En communauté, je suis toujours accompagnée de l'équipe du projet de nutrition financé par la compagnie minière japonaise Santa Luisa. J'ai ainsi découvert qu'il y a peu de secteurs dans lesquels les mines ne sont pas impliquées. Santé, éducation, agriculture, environnement... Dans les communautés rurales de Huallanca, après avoir construit des écoles, semé des pâturages et creusé des puits, la mine fournit maintenant matériaux, personnel et ateliers de formation dans le cadre du projet de nutrition.

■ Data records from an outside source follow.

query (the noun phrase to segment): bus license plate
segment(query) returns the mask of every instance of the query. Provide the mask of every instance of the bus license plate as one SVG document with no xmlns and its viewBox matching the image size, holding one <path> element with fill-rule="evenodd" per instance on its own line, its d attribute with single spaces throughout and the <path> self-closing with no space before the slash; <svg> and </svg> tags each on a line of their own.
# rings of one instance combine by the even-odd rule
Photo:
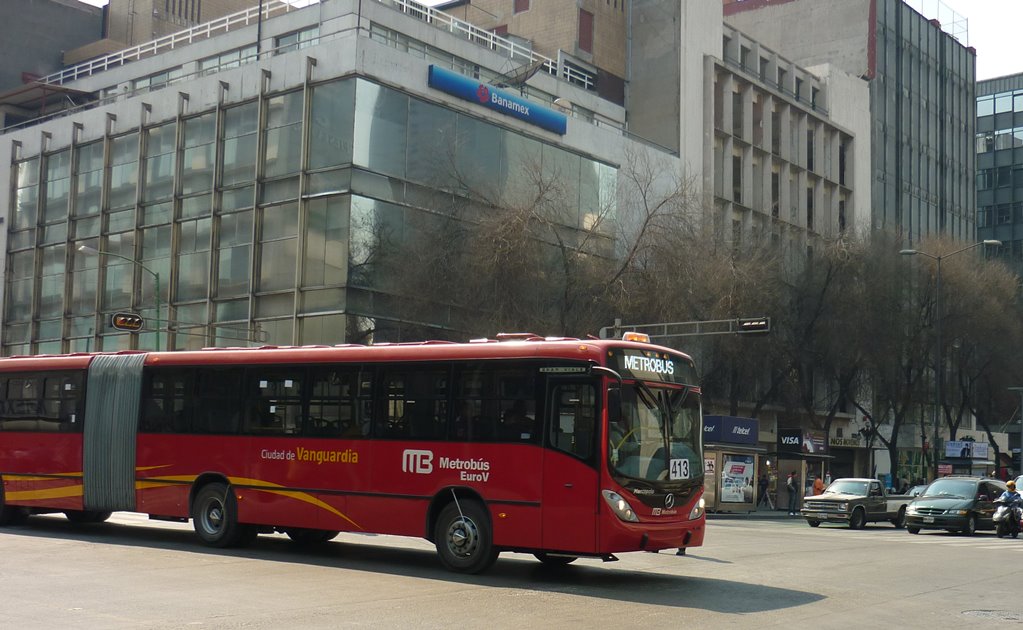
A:
<svg viewBox="0 0 1023 630">
<path fill-rule="evenodd" d="M 925 516 L 924 517 L 924 522 L 925 523 L 933 523 L 934 522 L 934 517 L 933 516 Z"/>
<path fill-rule="evenodd" d="M 825 520 L 825 521 L 828 520 L 828 515 L 825 512 L 819 512 L 817 514 L 814 514 L 813 517 L 814 518 L 819 518 L 819 519 Z"/>
</svg>

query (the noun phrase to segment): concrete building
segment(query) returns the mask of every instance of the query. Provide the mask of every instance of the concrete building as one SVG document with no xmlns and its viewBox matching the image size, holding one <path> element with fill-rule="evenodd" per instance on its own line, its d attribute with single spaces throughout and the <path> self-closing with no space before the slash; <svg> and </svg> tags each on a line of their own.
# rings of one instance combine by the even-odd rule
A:
<svg viewBox="0 0 1023 630">
<path fill-rule="evenodd" d="M 574 71 L 600 96 L 624 104 L 625 0 L 453 0 L 437 9 L 507 37 Z"/>
<path fill-rule="evenodd" d="M 869 138 L 866 86 L 835 67 L 799 67 L 727 26 L 719 0 L 438 8 L 578 68 L 614 102 L 627 77 L 628 133 L 679 154 L 718 238 L 769 238 L 798 270 L 814 239 L 869 227 L 869 199 L 853 194 L 869 186 L 869 152 L 854 150 Z"/>
<path fill-rule="evenodd" d="M 555 60 L 519 62 L 540 71 L 481 104 L 511 42 L 467 23 L 397 0 L 267 5 L 261 27 L 242 12 L 48 77 L 92 101 L 0 135 L 4 354 L 156 347 L 112 327 L 120 311 L 167 348 L 457 336 L 449 306 L 409 314 L 361 271 L 382 226 L 411 237 L 455 203 L 437 156 L 511 194 L 542 155 L 571 173 L 569 229 L 613 210 L 627 152 L 678 170 Z"/>
<path fill-rule="evenodd" d="M 502 195 L 529 156 L 568 166 L 571 230 L 625 205 L 639 154 L 697 184 L 717 238 L 796 268 L 869 225 L 866 84 L 726 25 L 719 0 L 453 4 L 268 0 L 262 24 L 247 9 L 46 77 L 90 101 L 0 135 L 3 354 L 460 336 L 449 305 L 409 313 L 363 271 L 382 231 L 465 201 L 422 156 Z M 566 6 L 575 26 L 534 41 L 527 14 Z M 455 16 L 478 8 L 491 28 Z M 114 328 L 123 311 L 159 339 Z"/>
<path fill-rule="evenodd" d="M 796 63 L 829 63 L 868 83 L 874 229 L 901 232 L 907 243 L 974 238 L 974 49 L 901 0 L 724 0 L 724 8 L 728 24 Z M 805 82 L 792 88 L 813 98 Z"/>
<path fill-rule="evenodd" d="M 1023 74 L 977 82 L 977 239 L 1023 276 Z"/>
<path fill-rule="evenodd" d="M 39 115 L 56 102 L 75 104 L 77 94 L 32 85 L 60 70 L 63 53 L 102 34 L 103 10 L 77 0 L 0 2 L 0 129 Z"/>
<path fill-rule="evenodd" d="M 259 0 L 110 0 L 103 8 L 102 36 L 69 48 L 64 63 L 73 65 L 151 42 L 258 4 Z"/>
</svg>

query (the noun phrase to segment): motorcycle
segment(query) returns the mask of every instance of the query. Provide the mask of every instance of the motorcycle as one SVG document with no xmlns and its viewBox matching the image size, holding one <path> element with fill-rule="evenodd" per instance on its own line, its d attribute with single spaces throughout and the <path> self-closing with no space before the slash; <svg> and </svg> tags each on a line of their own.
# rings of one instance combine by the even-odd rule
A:
<svg viewBox="0 0 1023 630">
<path fill-rule="evenodd" d="M 1023 508 L 1020 507 L 1020 502 L 998 498 L 995 500 L 995 505 L 998 506 L 994 515 L 995 533 L 998 537 L 1005 538 L 1007 534 L 1013 538 L 1019 536 L 1020 521 L 1023 520 Z"/>
</svg>

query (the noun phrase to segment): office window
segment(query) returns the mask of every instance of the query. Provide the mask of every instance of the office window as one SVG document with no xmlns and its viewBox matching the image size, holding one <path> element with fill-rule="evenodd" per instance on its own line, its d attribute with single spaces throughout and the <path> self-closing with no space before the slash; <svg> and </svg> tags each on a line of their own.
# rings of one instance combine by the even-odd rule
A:
<svg viewBox="0 0 1023 630">
<path fill-rule="evenodd" d="M 593 14 L 579 9 L 579 50 L 593 52 Z"/>
<path fill-rule="evenodd" d="M 522 13 L 529 10 L 529 0 L 515 0 L 514 13 Z"/>
<path fill-rule="evenodd" d="M 319 39 L 319 26 L 295 31 L 294 33 L 288 33 L 287 35 L 281 35 L 277 38 L 276 54 L 283 55 L 284 53 L 291 52 L 293 50 L 308 48 L 309 46 L 315 45 Z"/>
<path fill-rule="evenodd" d="M 982 131 L 977 134 L 977 153 L 987 153 L 994 149 L 995 135 L 990 131 Z"/>
<path fill-rule="evenodd" d="M 985 96 L 977 99 L 977 115 L 990 116 L 995 113 L 995 97 Z"/>
<path fill-rule="evenodd" d="M 995 113 L 1003 114 L 1012 111 L 1012 94 L 995 95 Z"/>
</svg>

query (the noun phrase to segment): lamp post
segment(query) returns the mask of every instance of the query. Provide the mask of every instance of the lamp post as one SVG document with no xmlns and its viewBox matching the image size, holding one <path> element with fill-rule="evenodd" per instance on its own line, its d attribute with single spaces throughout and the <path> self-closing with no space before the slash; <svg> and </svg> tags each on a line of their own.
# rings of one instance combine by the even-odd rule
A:
<svg viewBox="0 0 1023 630">
<path fill-rule="evenodd" d="M 949 252 L 948 254 L 938 254 L 938 255 L 929 254 L 927 252 L 920 251 L 918 249 L 903 249 L 903 250 L 899 250 L 899 253 L 902 254 L 903 256 L 917 256 L 917 255 L 919 255 L 919 256 L 926 256 L 927 258 L 932 259 L 934 261 L 934 263 L 935 263 L 935 271 L 934 271 L 934 337 L 935 337 L 935 351 L 934 351 L 934 436 L 932 437 L 932 441 L 934 442 L 934 444 L 931 446 L 931 448 L 933 449 L 933 452 L 934 452 L 934 478 L 935 479 L 938 478 L 938 455 L 939 455 L 939 451 L 938 451 L 938 427 L 939 427 L 939 420 L 941 419 L 941 401 L 942 401 L 941 389 L 943 387 L 943 381 L 944 381 L 944 376 L 945 376 L 945 374 L 944 374 L 944 358 L 942 357 L 942 347 L 941 347 L 941 261 L 946 259 L 946 258 L 948 258 L 949 256 L 954 256 L 956 254 L 960 254 L 962 252 L 971 250 L 974 247 L 980 247 L 981 245 L 1000 246 L 1001 244 L 1002 244 L 1001 241 L 996 241 L 994 239 L 988 239 L 988 240 L 980 241 L 979 243 L 974 243 L 972 245 L 967 245 L 966 247 L 963 247 L 961 249 L 957 249 L 954 252 Z"/>
<path fill-rule="evenodd" d="M 1023 475 L 1023 387 L 1010 387 L 1010 392 L 1019 392 L 1019 468 L 1017 475 Z M 1012 463 L 1016 463 L 1013 460 Z"/>
<path fill-rule="evenodd" d="M 128 258 L 127 256 L 122 256 L 121 254 L 115 254 L 113 252 L 102 251 L 102 250 L 96 249 L 95 247 L 89 247 L 88 245 L 81 245 L 81 246 L 79 246 L 78 247 L 78 251 L 82 252 L 83 254 L 91 254 L 93 256 L 113 256 L 114 258 L 120 258 L 121 260 L 126 260 L 126 261 L 130 262 L 131 264 L 136 265 L 137 267 L 139 267 L 143 271 L 146 271 L 151 276 L 153 276 L 153 282 L 154 282 L 154 285 L 156 287 L 156 349 L 159 350 L 160 349 L 160 321 L 161 321 L 160 320 L 160 274 L 155 272 L 155 271 L 153 271 L 149 267 L 143 265 L 141 262 L 135 260 L 134 258 Z"/>
</svg>

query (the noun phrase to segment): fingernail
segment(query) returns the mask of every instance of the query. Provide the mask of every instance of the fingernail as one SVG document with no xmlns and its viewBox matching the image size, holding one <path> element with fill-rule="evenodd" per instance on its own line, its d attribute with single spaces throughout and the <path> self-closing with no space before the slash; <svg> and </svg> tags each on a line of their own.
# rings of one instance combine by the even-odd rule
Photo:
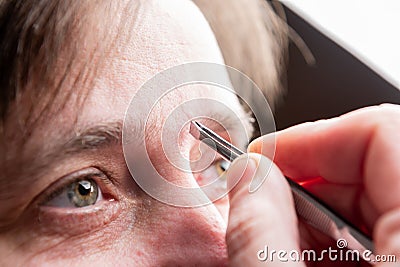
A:
<svg viewBox="0 0 400 267">
<path fill-rule="evenodd" d="M 267 179 L 272 167 L 272 161 L 264 155 L 250 154 L 251 157 L 257 157 L 257 172 L 249 185 L 249 193 L 257 191 Z"/>
<path fill-rule="evenodd" d="M 257 169 L 257 161 L 247 154 L 234 160 L 227 171 L 228 190 L 232 190 L 239 183 L 250 184 Z"/>
<path fill-rule="evenodd" d="M 248 148 L 248 153 L 263 154 L 268 158 L 274 158 L 276 149 L 276 133 L 270 133 L 253 140 Z"/>
</svg>

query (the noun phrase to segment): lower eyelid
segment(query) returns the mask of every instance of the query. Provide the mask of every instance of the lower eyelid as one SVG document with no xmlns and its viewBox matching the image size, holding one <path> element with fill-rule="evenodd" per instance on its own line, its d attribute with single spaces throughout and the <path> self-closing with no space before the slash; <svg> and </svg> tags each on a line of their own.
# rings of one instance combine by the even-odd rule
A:
<svg viewBox="0 0 400 267">
<path fill-rule="evenodd" d="M 119 201 L 101 200 L 94 206 L 57 208 L 41 206 L 38 210 L 38 230 L 46 235 L 79 235 L 104 227 L 122 211 Z"/>
</svg>

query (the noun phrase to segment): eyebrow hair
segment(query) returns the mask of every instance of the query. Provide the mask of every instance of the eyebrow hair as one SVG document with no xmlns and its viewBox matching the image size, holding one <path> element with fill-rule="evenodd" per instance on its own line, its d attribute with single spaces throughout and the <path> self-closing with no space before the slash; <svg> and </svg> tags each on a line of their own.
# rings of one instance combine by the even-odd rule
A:
<svg viewBox="0 0 400 267">
<path fill-rule="evenodd" d="M 81 150 L 98 149 L 105 145 L 120 144 L 122 139 L 122 122 L 109 122 L 95 125 L 84 131 L 77 131 L 62 149 L 71 154 Z"/>
<path fill-rule="evenodd" d="M 226 114 L 221 112 L 217 113 L 215 111 L 209 112 L 210 114 L 207 118 L 221 123 L 222 125 L 224 125 L 227 131 L 235 132 L 240 129 L 237 124 L 237 119 L 235 119 L 233 113 Z M 249 139 L 251 139 L 250 137 L 254 131 L 254 127 L 251 123 L 252 117 L 249 113 L 243 112 L 242 116 L 238 118 L 240 119 L 241 123 L 245 124 L 244 128 L 247 132 L 247 136 L 249 137 Z M 213 129 L 214 127 L 218 127 L 216 125 L 213 125 L 212 120 L 207 120 L 204 118 L 198 120 L 206 124 L 211 129 Z M 103 122 L 95 124 L 93 126 L 83 127 L 82 130 L 76 130 L 74 136 L 70 137 L 66 142 L 55 140 L 55 146 L 53 148 L 50 148 L 51 151 L 48 151 L 47 153 L 45 152 L 43 157 L 39 157 L 36 166 L 35 164 L 31 165 L 32 169 L 29 171 L 29 174 L 32 177 L 36 177 L 37 173 L 47 168 L 52 162 L 65 158 L 66 156 L 83 153 L 84 151 L 100 150 L 112 145 L 122 145 L 123 127 L 124 126 L 122 121 Z M 141 124 L 135 125 L 135 127 L 131 129 L 130 136 L 133 137 L 133 139 L 135 140 L 141 140 L 141 137 L 143 137 L 143 129 L 144 126 Z M 146 132 L 146 135 L 151 136 L 150 138 L 152 138 L 154 135 L 151 131 L 157 131 L 157 129 L 157 127 L 151 128 L 150 132 Z M 216 132 L 221 131 L 217 129 L 214 130 L 216 130 Z M 189 130 L 188 135 L 190 136 Z M 249 140 L 240 141 L 246 142 L 247 145 L 247 142 Z"/>
<path fill-rule="evenodd" d="M 236 128 L 235 122 L 237 121 L 234 119 L 234 116 L 231 116 L 230 114 L 213 113 L 210 114 L 209 117 L 221 122 L 223 125 L 225 125 L 227 130 L 234 130 Z M 240 120 L 242 123 L 248 120 L 248 123 L 246 124 L 249 124 L 250 126 L 245 126 L 245 129 L 251 137 L 251 134 L 253 133 L 253 127 L 251 126 L 250 115 L 244 114 Z M 122 129 L 123 122 L 115 121 L 98 124 L 82 131 L 77 131 L 75 136 L 69 139 L 61 147 L 61 150 L 63 150 L 65 154 L 71 154 L 83 150 L 100 149 L 101 147 L 112 144 L 122 144 Z M 141 129 L 141 127 L 133 129 L 133 136 L 139 137 L 139 130 Z"/>
</svg>

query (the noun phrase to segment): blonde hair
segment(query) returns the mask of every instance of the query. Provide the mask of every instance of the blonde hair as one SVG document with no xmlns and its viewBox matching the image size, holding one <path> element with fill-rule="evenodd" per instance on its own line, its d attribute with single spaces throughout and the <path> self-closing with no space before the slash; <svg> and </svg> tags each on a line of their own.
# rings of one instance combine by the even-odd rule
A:
<svg viewBox="0 0 400 267">
<path fill-rule="evenodd" d="M 263 90 L 272 108 L 285 87 L 288 28 L 265 0 L 194 0 L 208 20 L 225 63 Z M 275 3 L 276 4 L 276 3 Z"/>
</svg>

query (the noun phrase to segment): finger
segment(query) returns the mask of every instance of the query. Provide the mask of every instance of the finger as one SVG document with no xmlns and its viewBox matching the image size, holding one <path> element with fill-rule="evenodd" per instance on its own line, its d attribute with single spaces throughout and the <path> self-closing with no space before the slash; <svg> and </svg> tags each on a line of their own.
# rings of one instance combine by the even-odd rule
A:
<svg viewBox="0 0 400 267">
<path fill-rule="evenodd" d="M 263 180 L 265 176 L 258 190 L 250 193 L 251 180 Z M 279 169 L 261 155 L 242 155 L 228 169 L 228 186 L 238 178 L 241 179 L 229 193 L 226 241 L 231 265 L 303 266 L 290 260 L 282 261 L 276 255 L 270 257 L 272 250 L 299 251 L 292 194 Z M 264 260 L 268 261 L 267 265 Z"/>
<path fill-rule="evenodd" d="M 385 105 L 305 123 L 253 141 L 249 151 L 273 156 L 286 176 L 365 184 L 380 212 L 400 205 L 400 108 Z M 378 201 L 379 200 L 379 201 Z"/>
<path fill-rule="evenodd" d="M 380 259 L 386 261 L 382 261 L 378 266 L 399 266 L 400 207 L 386 213 L 378 220 L 376 223 L 374 240 L 376 255 L 380 255 Z"/>
</svg>

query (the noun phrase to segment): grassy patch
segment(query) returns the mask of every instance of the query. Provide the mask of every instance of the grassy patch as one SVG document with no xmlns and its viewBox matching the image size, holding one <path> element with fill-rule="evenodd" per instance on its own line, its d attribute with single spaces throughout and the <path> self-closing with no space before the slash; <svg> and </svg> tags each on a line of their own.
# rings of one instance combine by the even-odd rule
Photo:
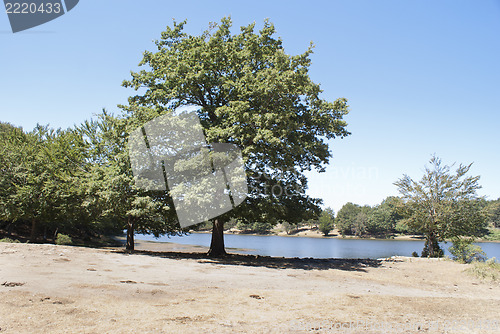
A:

Cette aide intégrale est certes louable d'un certain point de vue, mais rend la mine encore plus indispensable pour le Pérou et les Péruviens, celle-ci étant devenu un acteur non seulement économique, mais aussi politique et social. Curieusement, si l'on demande ici à un élève du secondaire ce qu'il veut faire plus tard, au lieu de "docteur", "avocat" ou "professeur", on recevra plutôt comme réponse "ingénieur des systèmes", "ingénieur de procédés chimiques", "ingénieur de l'environnement" ou encore "ingénieur de machinerie lourde"... tous des métiers bien payés dans les mines. Vous ne saviez pas qu'on pouvait être ingénieur de toutes ces choses? Moi non plus. Mais les enfants de Huallanca, eux, si. Et le plus triste, c'est qu'ils finiront tous par travailler pour les transnationaux qui accaparent une portion croissante de la main-d'oeuvre nationale. Entre les fonctions publiques à salaire minable et les rarissimes postes au sein de sociétés privées péruviennes, pas difficile de comprendre pourquoi tant de jeunes éduqués optent pour la paye élevée, les bonis généreux, les promotions régulières, la sécurité d'emploi, l'assurance complète et les facilités d'embauche pour la parenté qu'offrent les minières. Ainsi, le potentiel du pays, plutôt que d'oeuvrer pour le développement du Pérou, travaille pour remplir les poches des patrons étrangers. J'ai un ami qui, justement, est pris dans un combat interne entre la poursuite de ses objectifs de carrière et la commodité de son travail à Antamina, une des plus grandes entreprises minières au pays... une canadienne en plus! En l'écoutant raisonner, je comprends bien que son dilemme n'est pas facile à résoudre, mais je me demande quand même, amèrement, combien de mineurs ont abandonné leurs rêves pour pouvoir porter leur casque blanc et conduire leur camionnette Tucson.